On 25 July 2024, the Court of Appeal dismissed Virgin Media's appeal against the High Court's decision in the case of Virgin Media Ltd v NTL Pension Trustees II Ltd and Others. This ruling has significant consequences for defined benefit (DB) pension schemes that were contracted out of the State Second Pension between 6 April 1997 and 5 April 2016.

The Court of Appeal upheld that amendments to post-April 1997 DB contracted-out benefits are invalid and ineffective without an actuarial confirmation. This decision applies to both past service benefits and future service benefits, as well as to amendments that may increase or reduce benefits.

Key points of the ruling

  1. Scope of Section 9(2B) Rights:

    • The Court held that "section 9(2B) rights" include both past and future service rights.

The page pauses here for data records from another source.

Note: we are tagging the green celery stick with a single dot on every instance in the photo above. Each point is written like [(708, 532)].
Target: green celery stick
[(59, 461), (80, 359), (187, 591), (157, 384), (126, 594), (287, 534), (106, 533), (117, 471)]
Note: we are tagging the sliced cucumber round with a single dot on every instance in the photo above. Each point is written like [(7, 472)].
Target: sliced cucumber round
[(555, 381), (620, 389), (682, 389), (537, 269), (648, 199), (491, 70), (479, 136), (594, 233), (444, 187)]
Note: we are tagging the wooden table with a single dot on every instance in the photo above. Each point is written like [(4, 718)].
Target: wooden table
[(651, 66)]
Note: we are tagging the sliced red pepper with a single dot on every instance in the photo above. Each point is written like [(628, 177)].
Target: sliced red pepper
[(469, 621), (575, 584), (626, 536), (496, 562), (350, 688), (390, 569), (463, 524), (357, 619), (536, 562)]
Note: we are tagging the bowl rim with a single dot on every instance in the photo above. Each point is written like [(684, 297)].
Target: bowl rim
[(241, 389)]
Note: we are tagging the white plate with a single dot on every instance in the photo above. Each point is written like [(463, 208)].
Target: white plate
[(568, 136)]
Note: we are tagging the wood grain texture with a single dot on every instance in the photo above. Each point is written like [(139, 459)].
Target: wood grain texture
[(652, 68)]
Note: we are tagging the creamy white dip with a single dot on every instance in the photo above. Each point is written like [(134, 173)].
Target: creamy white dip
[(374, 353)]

    • This means that the requirement for actuarial confirmation applies to amendments affecting benefits accrued before the date of the amendment and those to be accrued after.

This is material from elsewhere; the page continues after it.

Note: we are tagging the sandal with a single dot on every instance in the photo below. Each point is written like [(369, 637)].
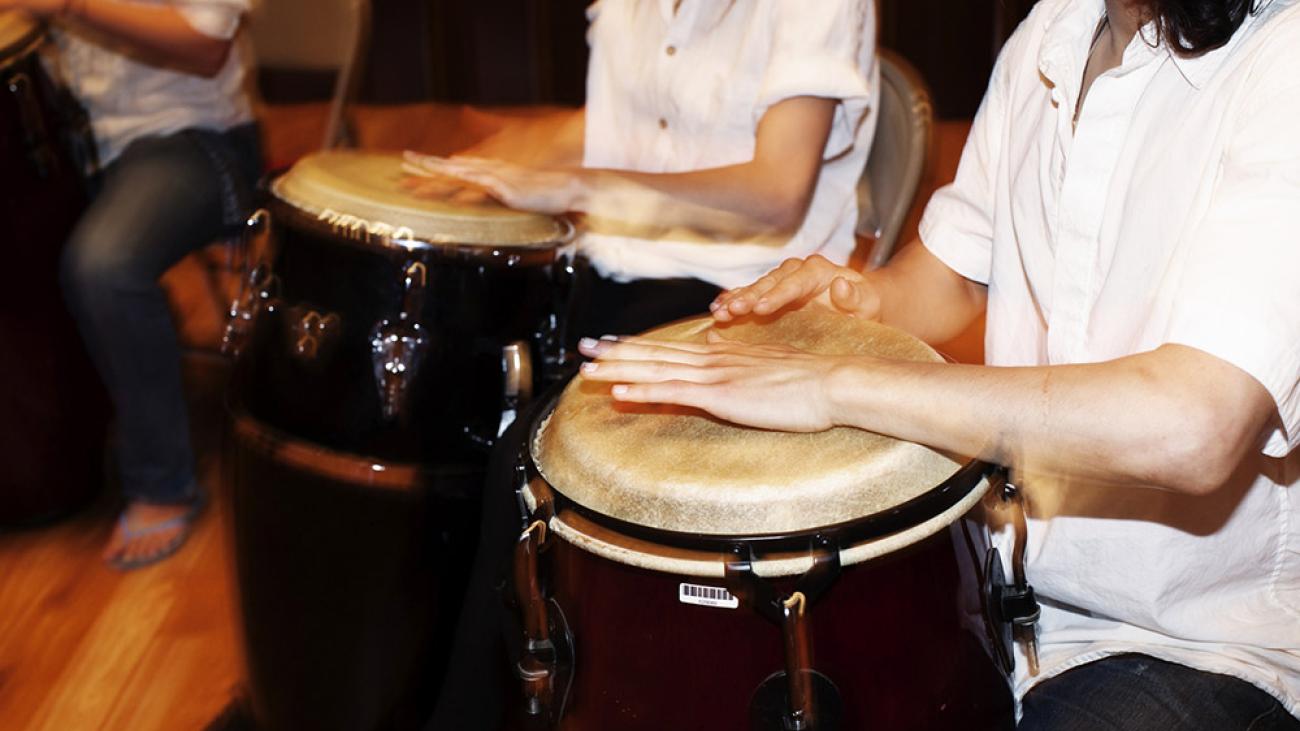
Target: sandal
[(185, 522)]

  2. Requirement for actuarial confirmation:

    • Any amendment to scheme rules affecting section 9(2B) rights made without the required actuarial confirmation is void.

    • This applies regardless of whether the amendment would have an adverse effect on benefits.

  3. Implications for scheme liabilities:

    • The ruling could potentially increase the value of accrued benefits under affected pension schemes.

    • In the Virgin Media case, this increase was estimated at £10 million.

Practical implications for pension schemes

Review of past amendments

Trustees and employers of DB schemes that were contracted out on a reference scheme test basis will need to:

  1. Review amendments made to scheme rules between 6 April 1997 and 5 April 2016.

  2. Check whether the required actuarial confirmations were obtained for each amendment.

  3. Assess the potential impact on scheme liabilities if any amendments are found to be void.

Considerations for future actions

  1. Schemes preparing for buy-ins, buyouts, or transfers to DB superfunds will need to ensure the legal effectiveness of past amendments before proceeding.

  2. Trustees may need to revisit benefits paid out and consider making backdated payments to members if any amendments are found to be void.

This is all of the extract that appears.